Lutte contre les discriminations : le ministère de l’éducation nationale « hors sujet »

Communiqué de presse du 22 février 2011

Suite à la polémique autour du dessin animé « le baiser de la lune », Luc Chatel déclarait dans son discours devant la fondation Wyeth le 5 février 2010 : « c’est bien à l’ensemble des discriminations que je veux m’attaquer en 2010 (...) je veux que la lutte contre les discriminations soit un chantier prioritaire, voire le chantier prioritaire, de l’Éducation nationale en 2010 ». Un an après, les associations LGBT ne peuvent qu’être en colère face au décalage entre le volontarisme affiché et la réalité.

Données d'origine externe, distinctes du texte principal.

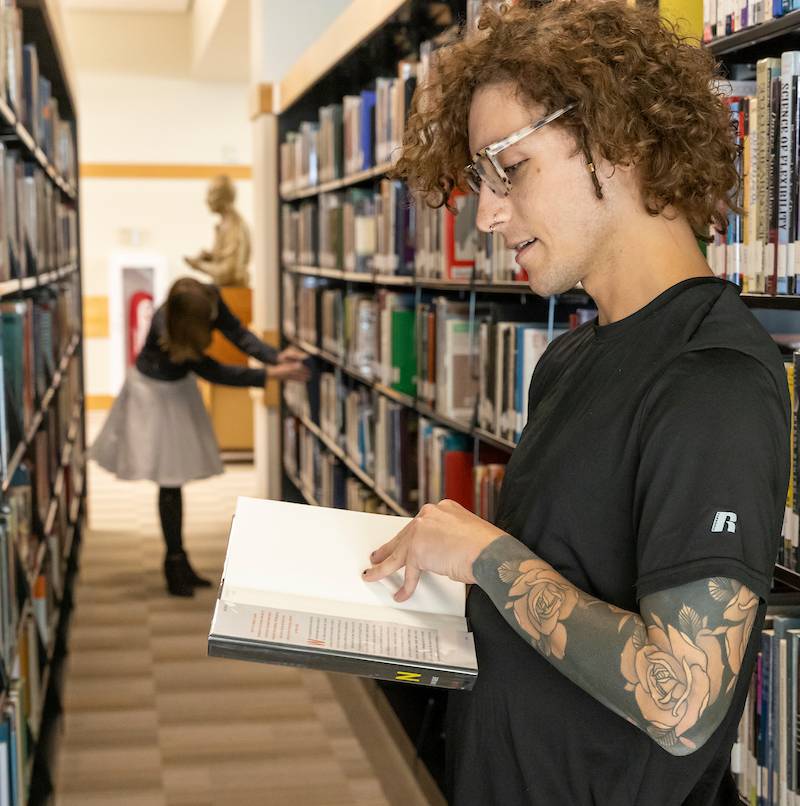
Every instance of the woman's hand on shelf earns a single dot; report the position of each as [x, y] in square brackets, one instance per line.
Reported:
[444, 538]
[292, 354]
[288, 371]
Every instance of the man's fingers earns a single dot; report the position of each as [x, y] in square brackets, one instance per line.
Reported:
[409, 584]
[384, 569]
[380, 554]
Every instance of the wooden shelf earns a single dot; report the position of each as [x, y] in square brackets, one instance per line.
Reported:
[360, 19]
[788, 302]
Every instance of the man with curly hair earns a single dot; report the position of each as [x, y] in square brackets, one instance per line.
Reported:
[641, 511]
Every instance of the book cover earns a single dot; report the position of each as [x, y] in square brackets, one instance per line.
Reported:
[318, 612]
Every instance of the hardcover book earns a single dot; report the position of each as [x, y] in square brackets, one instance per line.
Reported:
[292, 593]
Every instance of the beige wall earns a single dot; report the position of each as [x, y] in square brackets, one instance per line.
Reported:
[140, 103]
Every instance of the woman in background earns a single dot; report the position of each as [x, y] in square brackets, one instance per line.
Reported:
[158, 428]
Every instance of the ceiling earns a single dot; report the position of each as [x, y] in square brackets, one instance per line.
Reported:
[130, 6]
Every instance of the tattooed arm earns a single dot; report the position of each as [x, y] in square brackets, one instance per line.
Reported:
[670, 670]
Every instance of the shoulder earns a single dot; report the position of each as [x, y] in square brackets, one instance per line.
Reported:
[719, 384]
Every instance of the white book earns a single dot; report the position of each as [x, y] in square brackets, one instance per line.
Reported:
[292, 593]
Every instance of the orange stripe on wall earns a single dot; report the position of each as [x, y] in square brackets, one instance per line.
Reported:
[136, 170]
[99, 401]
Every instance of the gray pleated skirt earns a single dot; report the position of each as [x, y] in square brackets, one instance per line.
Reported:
[160, 431]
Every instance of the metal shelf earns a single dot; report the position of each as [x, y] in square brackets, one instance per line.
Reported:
[10, 288]
[26, 139]
[406, 400]
[338, 184]
[349, 463]
[749, 42]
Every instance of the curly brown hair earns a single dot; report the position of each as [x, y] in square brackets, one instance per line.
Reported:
[645, 95]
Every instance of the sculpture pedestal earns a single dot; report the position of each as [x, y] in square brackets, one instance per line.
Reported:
[230, 408]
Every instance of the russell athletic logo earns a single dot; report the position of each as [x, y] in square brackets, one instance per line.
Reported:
[723, 521]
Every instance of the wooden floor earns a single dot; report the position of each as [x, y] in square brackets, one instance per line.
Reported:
[150, 719]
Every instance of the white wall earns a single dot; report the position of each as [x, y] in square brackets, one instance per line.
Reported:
[138, 102]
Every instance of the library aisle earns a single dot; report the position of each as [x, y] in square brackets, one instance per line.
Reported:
[150, 720]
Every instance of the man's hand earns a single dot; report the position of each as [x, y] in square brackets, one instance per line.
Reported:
[291, 354]
[288, 371]
[444, 538]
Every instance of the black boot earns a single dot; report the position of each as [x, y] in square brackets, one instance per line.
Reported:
[178, 582]
[193, 577]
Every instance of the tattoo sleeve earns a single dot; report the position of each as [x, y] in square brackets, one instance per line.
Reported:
[670, 670]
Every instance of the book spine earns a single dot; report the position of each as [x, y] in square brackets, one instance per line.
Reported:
[361, 666]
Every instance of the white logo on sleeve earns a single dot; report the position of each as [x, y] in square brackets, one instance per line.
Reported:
[723, 520]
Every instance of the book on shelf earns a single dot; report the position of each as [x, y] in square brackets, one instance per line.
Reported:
[725, 17]
[321, 614]
[396, 465]
[330, 143]
[508, 354]
[487, 481]
[765, 758]
[445, 465]
[760, 249]
[456, 382]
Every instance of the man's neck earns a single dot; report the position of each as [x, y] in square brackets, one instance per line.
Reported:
[643, 262]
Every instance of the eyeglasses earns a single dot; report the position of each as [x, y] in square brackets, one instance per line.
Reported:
[485, 166]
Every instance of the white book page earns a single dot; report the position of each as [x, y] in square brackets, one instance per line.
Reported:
[320, 552]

En effet, hormis une campagne de diffusion de la Ligne Azur arrivée dans les établissements scolaires au mois de mai avec des résultats inégaux quant à l’affichage effectif et un rapport sur les discriminations au mois d’octobre dont nous n’avons pu que constater les carences*, rien n’a été fait**. La lutte contre le harcèlement scolaire a été déclarée grande cause de l’éducation nationale en 2011 et le ministère doit confirmer, fin mars, la création d’un Observatoire du harcèlement à l’école. Pourtant, les méthodes envisagées dans certaines déclarations récentes sont inquiétantes :
- Une enquête de victimation concernant 300 collèges serait effectuée, entre autre, sous l’égide des EMS (équipes mobiles de sécurité).
- Concernant la formation : un texte sur la gestion de la classe et du groupe est censé répondre à nos aspirations et à un véritable travail éducatif dans les établissements ; or ce texte ne mentionne pas une seule fois la lutte contre les discriminations, les mécanismes qui les sous-tendent, et vise uniquement à contenir la violence des élèves.
- Concernant l’Observatoire : il ne traiterait que du harcèlement scolaire.
- Pour le ministère, les personnels ne semblent pas concernés par les discriminations puisque rien n’est prévu à leur égard.

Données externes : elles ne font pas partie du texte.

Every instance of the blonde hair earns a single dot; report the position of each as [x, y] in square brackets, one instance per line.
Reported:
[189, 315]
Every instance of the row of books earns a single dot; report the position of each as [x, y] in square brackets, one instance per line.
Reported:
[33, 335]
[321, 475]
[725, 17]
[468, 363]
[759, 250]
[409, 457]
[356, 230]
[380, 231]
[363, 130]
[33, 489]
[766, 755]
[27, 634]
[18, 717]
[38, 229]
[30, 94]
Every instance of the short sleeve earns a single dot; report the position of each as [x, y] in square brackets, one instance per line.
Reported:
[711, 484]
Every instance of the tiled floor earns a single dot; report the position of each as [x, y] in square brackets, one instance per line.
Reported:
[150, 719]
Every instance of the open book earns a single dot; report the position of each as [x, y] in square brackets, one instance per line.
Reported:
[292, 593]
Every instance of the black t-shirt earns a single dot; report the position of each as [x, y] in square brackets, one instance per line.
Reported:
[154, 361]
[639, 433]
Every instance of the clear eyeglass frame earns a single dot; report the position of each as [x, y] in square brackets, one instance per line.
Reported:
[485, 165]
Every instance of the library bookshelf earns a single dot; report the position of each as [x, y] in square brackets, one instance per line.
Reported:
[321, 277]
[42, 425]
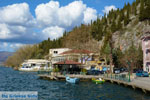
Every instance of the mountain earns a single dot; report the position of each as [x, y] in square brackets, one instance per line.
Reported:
[116, 34]
[4, 55]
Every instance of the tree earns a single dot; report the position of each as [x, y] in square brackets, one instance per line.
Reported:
[119, 25]
[141, 16]
[147, 10]
[113, 26]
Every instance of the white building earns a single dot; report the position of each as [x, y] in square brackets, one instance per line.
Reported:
[55, 54]
[34, 65]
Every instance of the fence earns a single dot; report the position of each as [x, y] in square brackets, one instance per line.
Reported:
[121, 77]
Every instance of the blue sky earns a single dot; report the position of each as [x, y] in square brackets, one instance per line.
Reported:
[31, 21]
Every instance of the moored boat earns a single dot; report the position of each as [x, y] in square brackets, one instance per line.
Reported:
[72, 80]
[98, 81]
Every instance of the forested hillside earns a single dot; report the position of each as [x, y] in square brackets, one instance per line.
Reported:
[4, 55]
[116, 36]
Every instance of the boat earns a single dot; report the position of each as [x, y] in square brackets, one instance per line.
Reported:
[34, 65]
[98, 81]
[72, 80]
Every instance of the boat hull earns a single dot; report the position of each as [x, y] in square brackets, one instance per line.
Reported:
[98, 81]
[72, 80]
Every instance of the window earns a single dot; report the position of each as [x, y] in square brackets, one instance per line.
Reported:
[55, 52]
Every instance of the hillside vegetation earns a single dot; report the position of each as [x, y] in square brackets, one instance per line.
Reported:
[116, 36]
[4, 55]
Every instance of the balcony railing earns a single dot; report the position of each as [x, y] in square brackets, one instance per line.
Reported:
[147, 46]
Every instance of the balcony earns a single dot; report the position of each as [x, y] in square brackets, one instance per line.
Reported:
[147, 45]
[148, 58]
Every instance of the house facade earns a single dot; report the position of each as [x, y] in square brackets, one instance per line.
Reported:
[146, 51]
[55, 55]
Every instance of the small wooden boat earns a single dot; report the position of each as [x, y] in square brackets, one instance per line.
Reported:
[98, 81]
[72, 80]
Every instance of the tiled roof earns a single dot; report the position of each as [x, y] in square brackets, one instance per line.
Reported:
[68, 62]
[77, 51]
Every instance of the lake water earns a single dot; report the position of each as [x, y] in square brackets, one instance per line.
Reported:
[11, 80]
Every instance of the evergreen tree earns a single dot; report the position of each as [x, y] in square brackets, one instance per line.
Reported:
[141, 16]
[113, 26]
[119, 25]
[147, 10]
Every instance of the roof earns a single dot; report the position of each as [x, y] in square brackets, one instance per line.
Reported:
[68, 62]
[145, 35]
[77, 51]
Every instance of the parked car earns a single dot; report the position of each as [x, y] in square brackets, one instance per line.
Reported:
[117, 71]
[137, 70]
[142, 74]
[94, 72]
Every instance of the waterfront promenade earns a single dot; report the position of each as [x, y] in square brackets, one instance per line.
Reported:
[142, 83]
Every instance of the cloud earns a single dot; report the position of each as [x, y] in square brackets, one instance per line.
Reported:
[18, 26]
[73, 14]
[109, 8]
[52, 32]
[16, 14]
[90, 14]
[6, 46]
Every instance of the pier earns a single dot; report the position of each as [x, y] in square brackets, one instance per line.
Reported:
[142, 83]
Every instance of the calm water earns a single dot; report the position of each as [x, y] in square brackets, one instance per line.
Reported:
[11, 80]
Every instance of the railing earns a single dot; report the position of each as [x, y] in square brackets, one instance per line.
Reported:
[121, 77]
[48, 72]
[147, 46]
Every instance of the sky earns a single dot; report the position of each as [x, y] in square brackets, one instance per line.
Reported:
[25, 22]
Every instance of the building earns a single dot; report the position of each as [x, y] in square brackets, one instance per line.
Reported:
[34, 65]
[55, 55]
[88, 59]
[69, 67]
[146, 51]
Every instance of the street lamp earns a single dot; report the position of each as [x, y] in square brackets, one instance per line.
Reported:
[129, 63]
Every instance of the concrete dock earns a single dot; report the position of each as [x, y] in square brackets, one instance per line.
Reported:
[142, 83]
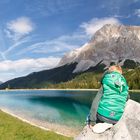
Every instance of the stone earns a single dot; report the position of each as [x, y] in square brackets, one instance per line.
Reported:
[128, 127]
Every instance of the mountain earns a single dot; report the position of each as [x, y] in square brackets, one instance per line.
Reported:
[111, 44]
[39, 79]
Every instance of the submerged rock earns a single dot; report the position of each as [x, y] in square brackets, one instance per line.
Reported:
[128, 128]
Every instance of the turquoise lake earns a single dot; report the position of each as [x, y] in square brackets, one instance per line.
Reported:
[64, 107]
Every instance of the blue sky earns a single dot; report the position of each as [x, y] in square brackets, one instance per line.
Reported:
[35, 34]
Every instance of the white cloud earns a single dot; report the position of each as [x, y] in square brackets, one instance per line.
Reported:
[59, 45]
[11, 69]
[96, 23]
[18, 28]
[137, 12]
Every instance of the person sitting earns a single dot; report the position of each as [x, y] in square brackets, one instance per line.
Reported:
[109, 103]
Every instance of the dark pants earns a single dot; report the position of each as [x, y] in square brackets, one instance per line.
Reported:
[94, 117]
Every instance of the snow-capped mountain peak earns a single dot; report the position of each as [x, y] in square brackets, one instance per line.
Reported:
[111, 43]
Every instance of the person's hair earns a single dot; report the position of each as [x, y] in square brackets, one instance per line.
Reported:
[115, 68]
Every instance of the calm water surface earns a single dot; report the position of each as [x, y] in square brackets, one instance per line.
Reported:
[68, 108]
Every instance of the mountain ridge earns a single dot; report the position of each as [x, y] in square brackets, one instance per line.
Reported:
[117, 44]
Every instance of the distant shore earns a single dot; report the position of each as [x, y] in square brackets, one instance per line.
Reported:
[133, 90]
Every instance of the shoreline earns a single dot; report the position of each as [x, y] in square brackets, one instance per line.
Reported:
[58, 129]
[67, 89]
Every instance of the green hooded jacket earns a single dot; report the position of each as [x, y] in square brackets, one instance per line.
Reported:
[115, 92]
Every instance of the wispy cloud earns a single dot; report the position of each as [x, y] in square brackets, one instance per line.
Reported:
[137, 12]
[51, 7]
[96, 23]
[10, 69]
[61, 44]
[18, 28]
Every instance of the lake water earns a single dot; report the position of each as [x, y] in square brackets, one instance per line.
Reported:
[67, 108]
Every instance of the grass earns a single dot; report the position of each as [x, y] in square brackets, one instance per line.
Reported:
[12, 128]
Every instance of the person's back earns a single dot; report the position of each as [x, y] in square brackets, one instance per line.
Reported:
[115, 92]
[109, 103]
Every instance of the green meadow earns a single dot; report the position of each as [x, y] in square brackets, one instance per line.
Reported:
[12, 128]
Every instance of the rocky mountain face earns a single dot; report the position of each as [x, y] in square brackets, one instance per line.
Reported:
[112, 43]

La lutte contre les discriminations ne peut servir de prétexte au développement de politiques sécuritaires à l’école.

L’Inter-LGBT ne peut que rappeler encore une fois que la lutte contre les discriminations ne saurait être réduite à la lutte contre la violence et le harcèlement à l’école. Elle passe par la mise en place d’outils concrets pour les personnels, par une véritable formation et par une politique éducative qui ne se soucie pas seulement des formes spectaculaires et graves de violence mais qui travaille aussi à les prévenir.

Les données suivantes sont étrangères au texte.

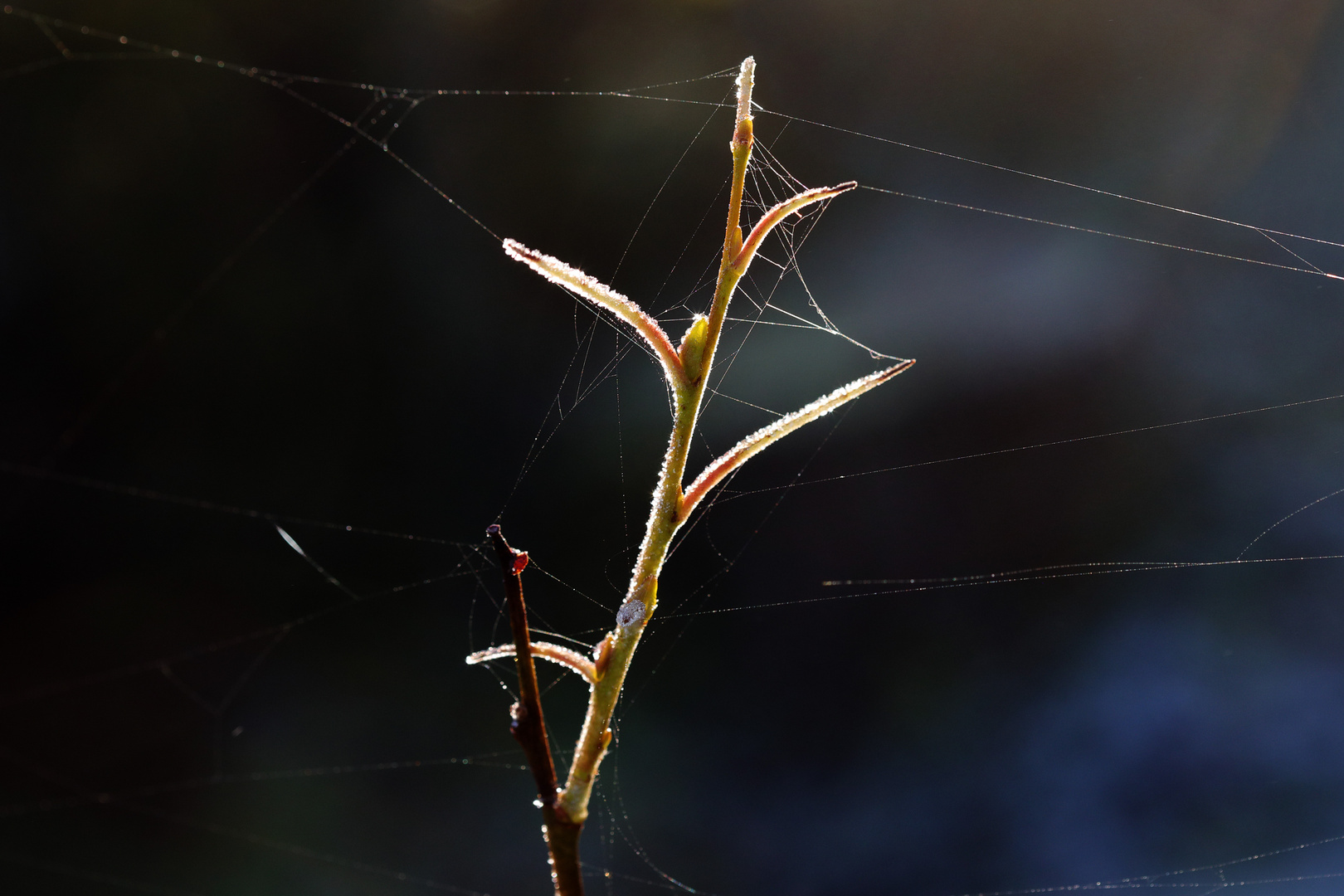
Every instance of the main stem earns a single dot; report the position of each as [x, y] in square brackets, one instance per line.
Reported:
[667, 516]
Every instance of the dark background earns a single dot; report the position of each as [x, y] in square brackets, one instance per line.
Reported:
[373, 359]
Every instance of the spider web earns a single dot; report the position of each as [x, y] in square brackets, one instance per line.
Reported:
[188, 698]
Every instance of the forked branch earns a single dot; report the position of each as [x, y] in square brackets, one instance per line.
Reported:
[767, 436]
[687, 368]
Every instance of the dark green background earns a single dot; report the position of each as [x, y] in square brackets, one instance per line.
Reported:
[374, 359]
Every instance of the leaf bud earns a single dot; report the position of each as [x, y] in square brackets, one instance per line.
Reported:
[691, 351]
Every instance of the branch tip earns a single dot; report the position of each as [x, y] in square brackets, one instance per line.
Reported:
[602, 296]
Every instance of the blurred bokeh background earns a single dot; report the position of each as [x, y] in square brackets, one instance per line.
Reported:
[212, 290]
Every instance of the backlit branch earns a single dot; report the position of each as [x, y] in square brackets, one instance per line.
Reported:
[758, 441]
[602, 296]
[572, 660]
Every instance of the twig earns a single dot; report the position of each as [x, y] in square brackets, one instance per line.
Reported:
[528, 728]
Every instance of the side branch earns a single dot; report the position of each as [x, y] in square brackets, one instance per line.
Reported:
[572, 660]
[772, 218]
[604, 296]
[528, 728]
[762, 438]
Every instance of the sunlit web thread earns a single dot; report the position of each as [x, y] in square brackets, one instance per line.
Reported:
[1054, 180]
[191, 653]
[1313, 270]
[1040, 445]
[1014, 577]
[253, 71]
[1305, 507]
[659, 192]
[214, 507]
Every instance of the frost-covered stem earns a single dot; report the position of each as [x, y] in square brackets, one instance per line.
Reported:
[528, 728]
[665, 516]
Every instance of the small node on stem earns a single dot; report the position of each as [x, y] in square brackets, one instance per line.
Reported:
[631, 613]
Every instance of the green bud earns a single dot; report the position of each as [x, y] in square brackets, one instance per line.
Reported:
[693, 348]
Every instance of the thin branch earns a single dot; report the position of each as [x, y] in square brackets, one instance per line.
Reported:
[758, 441]
[776, 215]
[528, 728]
[572, 660]
[602, 296]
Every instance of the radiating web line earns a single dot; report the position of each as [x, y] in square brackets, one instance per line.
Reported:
[223, 644]
[214, 507]
[1040, 445]
[1071, 571]
[1159, 243]
[1053, 180]
[1305, 507]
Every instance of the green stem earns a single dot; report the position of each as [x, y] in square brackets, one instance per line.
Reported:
[665, 516]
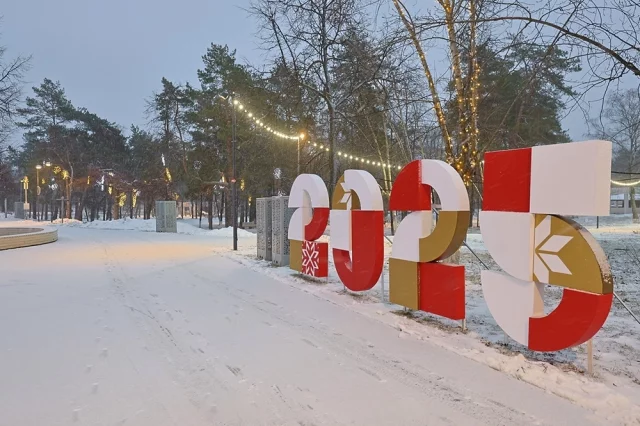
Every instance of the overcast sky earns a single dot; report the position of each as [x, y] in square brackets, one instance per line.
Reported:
[110, 55]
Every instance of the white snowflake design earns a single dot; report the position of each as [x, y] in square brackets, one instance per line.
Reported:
[310, 258]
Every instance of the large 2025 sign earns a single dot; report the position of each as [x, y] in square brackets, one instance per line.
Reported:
[526, 192]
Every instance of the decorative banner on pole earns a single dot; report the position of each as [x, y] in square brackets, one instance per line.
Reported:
[264, 226]
[310, 197]
[357, 230]
[280, 217]
[417, 278]
[525, 191]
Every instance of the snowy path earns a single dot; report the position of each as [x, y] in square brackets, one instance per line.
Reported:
[130, 328]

De même, l’Inter-LGBT ne peut qu’être consternée face à l’absence d’action envisagée par le ministère en direction des personnels ou des familles, notamment pour l’amélioration de l’accueil des familles homoparentales.

Pour l’Inter-LGBT, ces premières annonces sont nettement insuffisantes et sont pour une très grande part hors-sujet. Alors que les épreuves du baccalauréat se tiennent dans quelques mois, il est grand temps pour le ministre de traiter correctement le sujet qui lui est posé : la lutte contre les discriminations à l’école en général, et contre les LGBTphobies en particulier.